You can tailor your level of intrusiveness with the reportingProbability setting. The busier your site is the lower you can set this at and still have decent statistics.

JavaScript

Insert or link audience-minutes.js from all pages you want to measure on. There are some settings at the beginning of the file where you can tweak how intrusive you want the measurements to be. In other words, do you want to sample 10% of every viewing minute? Or 1%? The busier your site is the lower you can set this.

In the same place where you put the javascript file, also put an empty file called report.json. This will receive reports of active minutes. If you don't generate this file, the browser console will show 404s which is ugly.

The easiest way to parse the results is to grab them from an access.log file.

AWK

Yes, AWK! With this little script you can trawl your access.log files and generate a CSV file that only has URLs, scroll percentages and minute counts.

This CSV file has no privacy considerations, there are no IP addresses in there. Unlike your original access.log.

Jupyter notebook

To turn the CSV file into a graphs, use this Jupyter script, from which you can also extract Python 3 if you don't want to run Jupyter. It is based on Pandas and Matplotlib.

How to interpret the results

For starters, you'll notice that even quite high visitor numbers translate into not that many "audience minutes". This is not due to this script, it is a common disappointment. So if your calculations show that an article had 100 reading hours, this actually is quite a lot.

For obvious reasons, professional media operations are not very forthcoming with these statistics on their readership. One big newspaper article I worked on garnered 75 confirmed reading hours, for example.

So why are these numbers so low? For starters, you may not be seeing all readers. Perhaps the script doesn't fire on all devices. I've done some research, I don't think this is a major factor. But it could be.
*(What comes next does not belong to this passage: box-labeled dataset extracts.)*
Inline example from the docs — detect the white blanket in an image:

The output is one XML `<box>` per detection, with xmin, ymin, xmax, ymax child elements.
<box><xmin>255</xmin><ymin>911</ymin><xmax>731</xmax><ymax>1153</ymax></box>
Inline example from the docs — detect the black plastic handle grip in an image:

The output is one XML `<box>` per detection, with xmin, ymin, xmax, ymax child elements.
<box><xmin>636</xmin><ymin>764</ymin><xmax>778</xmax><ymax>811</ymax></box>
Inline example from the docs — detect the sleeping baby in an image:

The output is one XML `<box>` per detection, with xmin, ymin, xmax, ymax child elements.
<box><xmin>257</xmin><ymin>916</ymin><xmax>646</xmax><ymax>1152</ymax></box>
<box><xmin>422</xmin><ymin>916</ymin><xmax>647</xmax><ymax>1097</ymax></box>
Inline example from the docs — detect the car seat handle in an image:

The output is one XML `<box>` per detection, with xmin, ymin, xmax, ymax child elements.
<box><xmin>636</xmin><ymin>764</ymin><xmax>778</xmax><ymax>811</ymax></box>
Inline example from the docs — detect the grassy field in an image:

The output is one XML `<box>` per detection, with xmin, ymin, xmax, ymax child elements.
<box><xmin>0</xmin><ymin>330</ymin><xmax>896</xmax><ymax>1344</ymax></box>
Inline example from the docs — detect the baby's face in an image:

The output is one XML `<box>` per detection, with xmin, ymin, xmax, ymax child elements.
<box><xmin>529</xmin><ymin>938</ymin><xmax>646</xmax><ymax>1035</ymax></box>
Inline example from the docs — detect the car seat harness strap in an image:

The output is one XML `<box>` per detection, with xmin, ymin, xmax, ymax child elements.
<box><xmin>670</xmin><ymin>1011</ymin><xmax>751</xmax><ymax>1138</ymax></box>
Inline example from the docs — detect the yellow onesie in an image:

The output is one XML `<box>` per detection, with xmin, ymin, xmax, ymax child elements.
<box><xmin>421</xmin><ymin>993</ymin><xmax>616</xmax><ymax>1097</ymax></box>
On the other hand, there is a ton of automated traffic coming to sites these days, lots of crawlers, bots, strange scanners etc. Mind you, some of these will even execute JavaScript! But most won't. This non-human traffic may have been inflating your numbers previously.

In terms of the graph, if you have a ton of data, interpretation is easy. I find that you can even see where you put big photos in an article - these sections do not get a lot of reading minutes.

If you have less data, you need to reduce the number of 'bins' in the histogram. I find that 10 bins work pretty well for general conclusions, and that might get you this:

If you get this, you can conclude that 1) most people that visited the URL actually wanted to read this kind of content and 2) most readers made it to the end of your article. The profile is mostly flat, with only some drop-off near the end, and no suspicious peak at the beginning.

Contrast this with:

This was an article that was extremely popular on HackerNews and a few other places. But we can see that readership clearly peaked in the first 10%. Lots of people decided that they had read enough at that point. This is caused by how the article got promoted, and it is not necessarily the "fault" of the writer.

If we ignore the "mistargeting", from that point on, almost everyone makes it to the end of the article.

Sample data

If you want to help improve these small tools, but you don't yet have a lot data to work with, please find attached two weeks of data collected by berthub.eu/articles in the sample-data directory.